Emma, Flaubert et la politique

Publié le par lenuki

Du bovarysme politique, par Christian Salmon

LE MONDE | 25.04.08 | 15h28  •  Mis à jour le 25.04.08 | 15h28

 

« J''avais l'impression de vivre dans un théâtre, dans une fiction », a récemment avoué Cécilia, l'ex-épouse du président de la République. En pleine commémoration de Mai 68, cette déclaration évoque un vieux slogan inscrit sur les murs de l'Odéon : "Quand l'Assemblée nationale devient un théâtre bourgeois, tous les théâtres bourgeois doivent devenir des assemblées nationales". Cécilia serait-elle notre nouvelle Antigone, une Antigone de l'ère médiatique, capable à la fois de résister à l'attrait du pouvoir et de le démasquer ? La "pipolisation" de la politique ne serait donc pas à sens unique, elle irait de pair avec une certaine "politisation des people". On objectera que le rôle d'Antigone est peut-être un peu trop grand pour l'ex-première dame. Et on lui préférera sans doute celui d'Emma Bovary, se détournant des avantages de son statut d'épouse pour n'écouter que ses sentiments de femme amoureuse. A condition de ne pas ignorer la dimension politique du bovarysme.

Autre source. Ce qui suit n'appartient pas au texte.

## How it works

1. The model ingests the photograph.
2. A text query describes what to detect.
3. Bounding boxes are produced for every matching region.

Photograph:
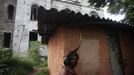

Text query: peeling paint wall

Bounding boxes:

L'opposition entre le coeur et la raison, la passion amoureuse et le devoir conjugal, constituait déjà à l'époque de Flaubert un stéréotype des romans sentimentaux. Et c'est justement dans ce fond de stéréotypes que Flaubert a puisé pour constituer son bréviaire du bovarysme. Il faut relire à ce propos les lignes consacrées à la passion naissante d'Emma : "Alors elle se rappela les héroïnes des livres qu'elle avait lus et la légion lyrique de ces femmes adultères se mit à chanter dans sa mémoire avec des voix de soeurs qui la charmaient. Elle devenait elle-même comme une partie véritable de ces imaginations et réalisait la longue rêverie de sa jeunesse en se considérant dans ce type d'amoureuse qu'elle avait tant enviée."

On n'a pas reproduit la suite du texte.